L’analyse sell-side perdra 300 millions de dollars de revenus sous MIF 2

15/03/2017 | AGEFI

Les craintes des analystes semblent bel et bien fondées. A moins d’un an de l’entrée en vigueur de MIF 2 le 3 janvier prochain, Greenwich Associates a livré hier un chiffrage de l’impact possible de la directive européenne sur la rémunération de la recherche produite par les banques d’investissement (BFI) et les courtiers. Selon le cabinet américain, la nouvelle réglementation amputera les commissions de recherche «buy-side» de plus de 100 millions d’euros en Europe et de près de 200 millions de dollars aux Etats-Unis, soit un total de plus de 300 millions de dollars (282 millions d'euros) pour les deux régions dans les douze mois suivant l’entrée en vigueur de l’unbundling. Avec cette nouvelle règle, les gestionnaires d’actifs devront dissocier le paiement de l’exécution des ordres du financement des services d’analyse et de corporate access (interviews de dirigeants d’entreprise….).

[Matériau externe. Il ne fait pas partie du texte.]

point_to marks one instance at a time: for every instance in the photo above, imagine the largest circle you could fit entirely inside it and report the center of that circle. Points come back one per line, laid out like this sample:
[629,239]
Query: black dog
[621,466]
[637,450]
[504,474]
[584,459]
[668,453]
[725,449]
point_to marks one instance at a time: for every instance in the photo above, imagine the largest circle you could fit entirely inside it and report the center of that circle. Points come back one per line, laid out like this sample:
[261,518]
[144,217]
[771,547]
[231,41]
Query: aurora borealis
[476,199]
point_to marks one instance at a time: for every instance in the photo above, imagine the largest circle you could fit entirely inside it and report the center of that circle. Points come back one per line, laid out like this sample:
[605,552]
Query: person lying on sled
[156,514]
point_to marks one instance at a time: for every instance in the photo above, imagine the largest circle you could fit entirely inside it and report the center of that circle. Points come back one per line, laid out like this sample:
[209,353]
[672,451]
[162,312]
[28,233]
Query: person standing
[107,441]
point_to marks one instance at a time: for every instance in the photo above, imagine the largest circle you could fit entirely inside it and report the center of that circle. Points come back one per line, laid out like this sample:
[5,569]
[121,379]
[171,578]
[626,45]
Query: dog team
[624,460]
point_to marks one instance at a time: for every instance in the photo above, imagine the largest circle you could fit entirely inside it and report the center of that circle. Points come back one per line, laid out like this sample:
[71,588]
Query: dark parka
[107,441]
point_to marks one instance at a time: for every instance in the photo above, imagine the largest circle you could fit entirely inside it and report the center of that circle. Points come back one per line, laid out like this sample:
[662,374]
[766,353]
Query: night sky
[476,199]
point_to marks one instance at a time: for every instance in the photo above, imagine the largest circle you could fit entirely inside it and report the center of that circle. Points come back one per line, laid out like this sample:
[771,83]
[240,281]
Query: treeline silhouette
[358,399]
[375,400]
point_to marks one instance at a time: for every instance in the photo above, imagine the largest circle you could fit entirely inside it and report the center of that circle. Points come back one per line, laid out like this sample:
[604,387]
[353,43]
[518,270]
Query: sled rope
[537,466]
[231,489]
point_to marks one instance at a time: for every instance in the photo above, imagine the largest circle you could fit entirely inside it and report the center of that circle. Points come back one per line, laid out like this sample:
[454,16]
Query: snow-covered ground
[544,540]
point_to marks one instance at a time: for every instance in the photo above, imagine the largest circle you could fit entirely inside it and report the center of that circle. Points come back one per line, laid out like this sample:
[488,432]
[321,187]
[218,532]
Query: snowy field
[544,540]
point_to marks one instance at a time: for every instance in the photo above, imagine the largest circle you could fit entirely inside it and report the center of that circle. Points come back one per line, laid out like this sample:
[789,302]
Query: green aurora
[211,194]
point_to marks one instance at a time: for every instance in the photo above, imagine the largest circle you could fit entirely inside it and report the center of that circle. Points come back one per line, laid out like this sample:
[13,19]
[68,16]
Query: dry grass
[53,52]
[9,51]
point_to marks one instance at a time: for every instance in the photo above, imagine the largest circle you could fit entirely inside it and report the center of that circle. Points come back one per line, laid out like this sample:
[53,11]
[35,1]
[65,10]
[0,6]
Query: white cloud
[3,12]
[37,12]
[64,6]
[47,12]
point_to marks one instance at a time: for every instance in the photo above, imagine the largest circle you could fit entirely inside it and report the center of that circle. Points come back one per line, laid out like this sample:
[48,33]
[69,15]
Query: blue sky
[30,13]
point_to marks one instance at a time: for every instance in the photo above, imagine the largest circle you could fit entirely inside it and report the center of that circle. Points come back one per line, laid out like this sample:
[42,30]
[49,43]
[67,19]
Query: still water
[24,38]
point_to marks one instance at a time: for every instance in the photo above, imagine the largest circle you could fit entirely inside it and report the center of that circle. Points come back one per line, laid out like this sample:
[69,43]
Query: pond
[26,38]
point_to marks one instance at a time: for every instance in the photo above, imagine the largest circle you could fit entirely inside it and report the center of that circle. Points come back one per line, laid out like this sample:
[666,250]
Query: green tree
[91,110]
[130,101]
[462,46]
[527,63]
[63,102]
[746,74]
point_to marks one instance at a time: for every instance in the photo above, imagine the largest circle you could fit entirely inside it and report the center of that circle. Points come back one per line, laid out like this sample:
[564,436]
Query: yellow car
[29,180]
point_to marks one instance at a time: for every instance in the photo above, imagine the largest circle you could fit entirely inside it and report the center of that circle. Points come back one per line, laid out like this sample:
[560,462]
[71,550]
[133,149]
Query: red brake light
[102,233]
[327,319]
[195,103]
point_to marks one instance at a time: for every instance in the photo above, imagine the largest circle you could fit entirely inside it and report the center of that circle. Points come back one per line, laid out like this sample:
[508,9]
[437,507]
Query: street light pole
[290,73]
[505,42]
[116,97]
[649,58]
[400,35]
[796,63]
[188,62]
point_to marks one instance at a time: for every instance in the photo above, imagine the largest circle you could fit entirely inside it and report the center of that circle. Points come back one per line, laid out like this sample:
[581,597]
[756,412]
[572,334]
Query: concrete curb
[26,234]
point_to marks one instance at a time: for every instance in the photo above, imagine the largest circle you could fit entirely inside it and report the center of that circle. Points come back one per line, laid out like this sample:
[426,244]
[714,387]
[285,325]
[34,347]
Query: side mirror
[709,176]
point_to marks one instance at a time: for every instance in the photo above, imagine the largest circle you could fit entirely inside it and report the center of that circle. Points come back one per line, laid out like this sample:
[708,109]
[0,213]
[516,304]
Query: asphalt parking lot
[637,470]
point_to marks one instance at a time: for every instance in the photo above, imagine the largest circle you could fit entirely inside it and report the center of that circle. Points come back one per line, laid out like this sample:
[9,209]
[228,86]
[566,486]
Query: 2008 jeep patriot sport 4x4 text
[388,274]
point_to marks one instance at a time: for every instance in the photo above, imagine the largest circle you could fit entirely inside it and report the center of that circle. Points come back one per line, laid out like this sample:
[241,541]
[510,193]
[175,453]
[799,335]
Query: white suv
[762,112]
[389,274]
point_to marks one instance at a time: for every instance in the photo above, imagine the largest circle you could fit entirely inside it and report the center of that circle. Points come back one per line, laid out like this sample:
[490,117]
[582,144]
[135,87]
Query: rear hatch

La baisse des commissions de recherche amputera les revenus des BFI et des courtiers, mais il est difficile d’estimer son impact sur les seules activités d’analyse. A fin février, les revenus de l’industrie «sell-side» liés à la recherche et au conseil ont atteint 5,9 milliards de dollars sur 12 mois aux Etats-Unis, pour des commissions totales de cash equity de l’ordre de 9,7 milliards de dollars, estime Greenwich Associates. En Europe, les montants atteignent respectivement 1,78 milliard et 3,15 milliards d’euros sur la même période.

Si leur effet cumulé peut mettre en difficulté certaines équipes de recherche «sell-side», les baisses de budget seront «relativement modestes» à l’échelle des 99 gestionnaires d’actifs sondés par Greenwich Associates. Les investisseurs européens prévoient une baisse de 7% en moyenne de leur facture de services d’analyse et de conseil ; et leurs homologues américains un recul de 5%. S’ils ne sont pas concernés par MIF 2 sur leur territoire domestique, 43% des gestionnaires américains envisagent des changements globaux dans l’évaluation de leur politique de recherche. 61% des groupes européens vont faire de même. Les acteurs devraient globalement limiter le nombre de leurs intermédiaires. Ils déclarent vouloir augmenter de 4% en moyenne le recours à la recherche «maison» au détriment des analystes produites par les BFI (-7% en Europe, -2% aux Etats-Unis) et les spécialistes d’un pays ou d’un secteur d’activité (-3% et -2%). En revanche, les fournisseurs de recherche indépendante devraient être épargnés par les coupes.